考虑若我们对于每个 \(a_i\) 求出来了使得 \(g^{b_i} \equiv a_i \pmod P\) 的 \(b_i\)(其中 \(g\) 为 \(P\) 的原根),那么 \(a_i^k \equiv a_j \pmod P\) 等价于 \(kb_i \equiv b_j \pmod{P - 1}\),有解的充要条件是 \(\gcd(b_i, P - 1) \mid b_j\)。
显然我们不可能对于每个 \(a_i\) 都求出来 \(b_i\)。注意到我们只关心 \(c_i = \gcd(b_i, P - 1)\),而 \(c_i\) 为满足 \(a_i^{c_i} \equiv 1 \pmod P\) 的最小正整数。若求出 \(c_i\) 则等价于统计 \(c_i \mid c_j\) 的对数。于是问题变成求出 \(c_i\)。
因为我们一定有 \(a_i^{P - 1} \equiv 1 \pmod P\),所以 \(c_i\) 一定为 \(P - 1\) 的因数。所以我们初始令 \(c_i = P - 1\),然后对 \(P - 1\) 分解质因数,依次让 \(c_i\) 试除 \(P - 1\) 的每个质因子,判断除完后是否还有 \(a_i^{c_i} \equiv 1 \pmod P\) 即可。这部分复杂度大概是 \(O(n \log^2 P)\) 的。

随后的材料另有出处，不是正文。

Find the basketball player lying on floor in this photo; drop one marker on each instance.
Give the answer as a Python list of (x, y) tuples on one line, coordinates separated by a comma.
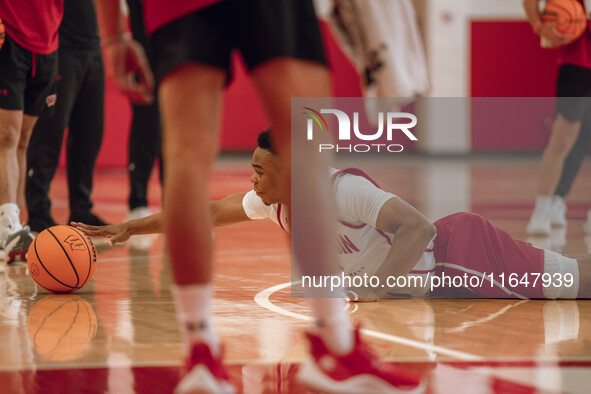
[(381, 235)]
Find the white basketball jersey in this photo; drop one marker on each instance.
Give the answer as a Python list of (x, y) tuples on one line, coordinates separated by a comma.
[(362, 248)]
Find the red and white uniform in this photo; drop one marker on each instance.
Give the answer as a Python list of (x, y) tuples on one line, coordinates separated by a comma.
[(362, 247), (33, 24), (466, 243)]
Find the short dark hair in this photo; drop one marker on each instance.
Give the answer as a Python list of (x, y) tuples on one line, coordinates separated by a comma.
[(264, 141)]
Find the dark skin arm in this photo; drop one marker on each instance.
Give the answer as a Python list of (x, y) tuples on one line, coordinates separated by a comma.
[(224, 212), (412, 231)]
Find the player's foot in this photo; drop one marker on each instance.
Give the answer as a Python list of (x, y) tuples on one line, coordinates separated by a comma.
[(360, 371), (587, 225), (540, 222), (139, 242), (204, 373), (17, 245), (38, 223), (558, 214)]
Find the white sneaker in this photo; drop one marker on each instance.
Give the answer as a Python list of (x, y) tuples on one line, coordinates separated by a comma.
[(540, 222), (587, 225), (140, 242), (558, 214)]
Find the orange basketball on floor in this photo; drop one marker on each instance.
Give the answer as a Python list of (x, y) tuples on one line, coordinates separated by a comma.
[(569, 14), (61, 259)]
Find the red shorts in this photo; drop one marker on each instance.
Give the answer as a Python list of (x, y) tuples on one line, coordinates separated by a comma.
[(467, 243)]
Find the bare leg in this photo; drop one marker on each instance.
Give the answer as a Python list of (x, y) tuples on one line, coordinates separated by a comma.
[(190, 101), (21, 154), (10, 127), (564, 135)]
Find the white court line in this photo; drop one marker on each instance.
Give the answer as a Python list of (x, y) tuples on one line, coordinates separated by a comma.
[(262, 299)]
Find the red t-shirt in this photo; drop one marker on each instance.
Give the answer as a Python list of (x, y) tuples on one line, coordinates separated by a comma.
[(33, 24), (578, 53), (158, 13)]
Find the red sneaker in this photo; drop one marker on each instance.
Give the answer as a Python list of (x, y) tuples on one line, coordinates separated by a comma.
[(360, 371), (204, 373)]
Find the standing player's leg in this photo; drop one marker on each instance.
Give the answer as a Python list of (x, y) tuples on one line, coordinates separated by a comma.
[(562, 140), (190, 102), (10, 128), (85, 139), (45, 145), (572, 91), (21, 154)]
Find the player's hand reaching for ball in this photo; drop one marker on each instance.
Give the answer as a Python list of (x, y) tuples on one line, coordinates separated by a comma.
[(549, 32), (115, 233)]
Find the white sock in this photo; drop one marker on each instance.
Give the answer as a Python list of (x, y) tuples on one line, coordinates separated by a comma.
[(332, 323), (543, 203), (9, 219), (193, 309)]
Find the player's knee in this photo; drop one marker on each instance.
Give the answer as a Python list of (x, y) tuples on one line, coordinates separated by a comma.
[(8, 136), (560, 147)]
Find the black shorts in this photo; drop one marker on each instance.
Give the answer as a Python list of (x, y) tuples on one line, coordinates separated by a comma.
[(260, 29), (573, 92), (27, 80)]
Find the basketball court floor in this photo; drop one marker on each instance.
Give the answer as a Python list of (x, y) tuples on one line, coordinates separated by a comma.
[(119, 333)]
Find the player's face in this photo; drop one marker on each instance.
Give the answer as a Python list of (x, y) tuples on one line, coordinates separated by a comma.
[(267, 176)]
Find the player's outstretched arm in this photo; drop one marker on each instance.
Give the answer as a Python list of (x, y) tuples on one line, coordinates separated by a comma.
[(412, 234), (228, 210), (121, 232), (224, 212)]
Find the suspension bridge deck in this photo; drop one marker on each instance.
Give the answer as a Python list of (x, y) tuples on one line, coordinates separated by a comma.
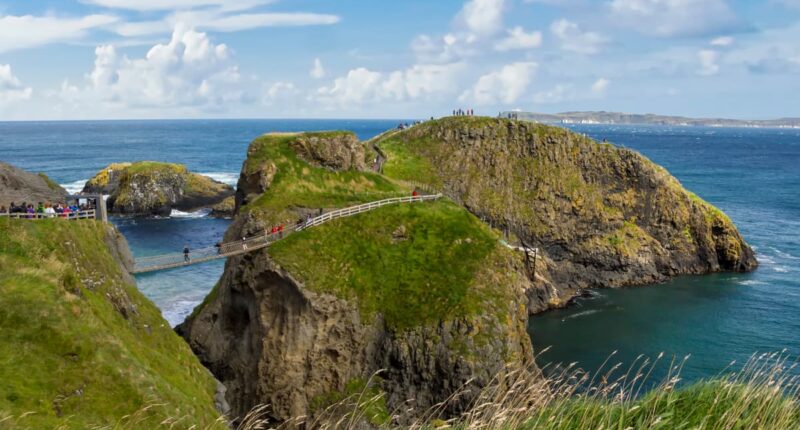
[(254, 243)]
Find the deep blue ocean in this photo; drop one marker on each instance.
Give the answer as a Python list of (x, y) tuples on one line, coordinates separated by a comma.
[(751, 174)]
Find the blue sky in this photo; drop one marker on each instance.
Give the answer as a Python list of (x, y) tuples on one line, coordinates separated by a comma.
[(107, 59)]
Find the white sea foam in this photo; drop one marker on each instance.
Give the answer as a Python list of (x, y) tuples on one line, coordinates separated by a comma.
[(75, 187), (224, 177), (176, 312), (785, 255), (750, 282), (581, 314), (197, 214)]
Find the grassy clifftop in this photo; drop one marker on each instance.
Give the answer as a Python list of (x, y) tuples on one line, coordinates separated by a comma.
[(275, 180), (414, 264), (604, 215), (80, 346)]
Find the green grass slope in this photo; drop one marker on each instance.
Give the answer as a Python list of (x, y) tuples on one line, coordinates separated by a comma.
[(415, 264), (294, 183), (80, 346)]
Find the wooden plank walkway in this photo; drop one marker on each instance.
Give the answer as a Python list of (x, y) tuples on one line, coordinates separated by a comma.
[(250, 244), (89, 214)]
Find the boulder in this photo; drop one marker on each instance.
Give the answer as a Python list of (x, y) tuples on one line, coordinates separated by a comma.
[(150, 188)]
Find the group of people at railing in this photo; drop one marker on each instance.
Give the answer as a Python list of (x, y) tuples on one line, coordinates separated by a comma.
[(45, 210)]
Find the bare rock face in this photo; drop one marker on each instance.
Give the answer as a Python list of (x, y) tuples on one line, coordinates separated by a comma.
[(333, 150), (17, 185), (602, 216), (150, 188), (272, 341)]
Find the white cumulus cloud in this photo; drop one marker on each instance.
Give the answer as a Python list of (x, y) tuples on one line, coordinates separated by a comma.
[(667, 18), (574, 39), (708, 62), (11, 88), (482, 17), (518, 38), (28, 31), (722, 41), (317, 71), (189, 71), (600, 86), (362, 86), (151, 5), (505, 85)]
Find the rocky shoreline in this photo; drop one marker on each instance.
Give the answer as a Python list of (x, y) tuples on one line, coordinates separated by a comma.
[(149, 188)]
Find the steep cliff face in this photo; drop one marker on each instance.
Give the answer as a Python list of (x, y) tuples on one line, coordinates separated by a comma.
[(17, 185), (150, 188), (424, 292), (81, 347), (602, 215)]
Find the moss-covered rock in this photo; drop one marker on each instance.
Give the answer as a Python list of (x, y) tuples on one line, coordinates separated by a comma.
[(424, 291), (152, 188), (81, 347), (17, 185), (225, 208), (602, 215)]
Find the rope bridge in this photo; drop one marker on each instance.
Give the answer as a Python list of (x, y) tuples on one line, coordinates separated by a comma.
[(250, 244), (87, 214)]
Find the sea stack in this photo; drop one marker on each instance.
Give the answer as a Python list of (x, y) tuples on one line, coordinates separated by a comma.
[(149, 188)]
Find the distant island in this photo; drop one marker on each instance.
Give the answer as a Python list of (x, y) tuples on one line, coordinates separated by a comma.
[(603, 117)]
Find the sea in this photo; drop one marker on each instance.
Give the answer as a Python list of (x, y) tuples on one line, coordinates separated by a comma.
[(714, 323)]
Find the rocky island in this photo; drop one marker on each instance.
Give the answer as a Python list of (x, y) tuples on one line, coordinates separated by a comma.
[(81, 347), (149, 188), (404, 304)]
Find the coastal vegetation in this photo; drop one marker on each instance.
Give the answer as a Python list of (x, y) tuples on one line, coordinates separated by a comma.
[(153, 188), (290, 182), (379, 290), (413, 264), (763, 394), (81, 347)]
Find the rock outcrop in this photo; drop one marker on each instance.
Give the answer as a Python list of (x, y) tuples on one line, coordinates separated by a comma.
[(603, 216), (150, 188), (17, 185), (332, 150), (280, 330)]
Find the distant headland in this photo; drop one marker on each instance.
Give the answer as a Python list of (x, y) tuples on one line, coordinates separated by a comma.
[(602, 117)]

问题还剩下统计 \(c_i \mid c_j\) 的对数。因为 \(c_i\) 为 \(P - 1\) 的因数,所以我们可以做一遍 Dirichlet 后缀和求出 \(f_x\) 表示满足 \(x \mid c_i\) 的 \(i\) 的个数。最后遍历 \(c_i\) 统计即可。
总时间复杂度大概是 \(O(n \log^2 P + m \log m \log P)\),其中 \(m\) 为 \(P - 1\) 因数个数。
code
// Problem: G - Discrete Logarithm Problems
// Contest: AtCoder - AtCoder Beginner Contest 335 (Sponsored by Mynavi)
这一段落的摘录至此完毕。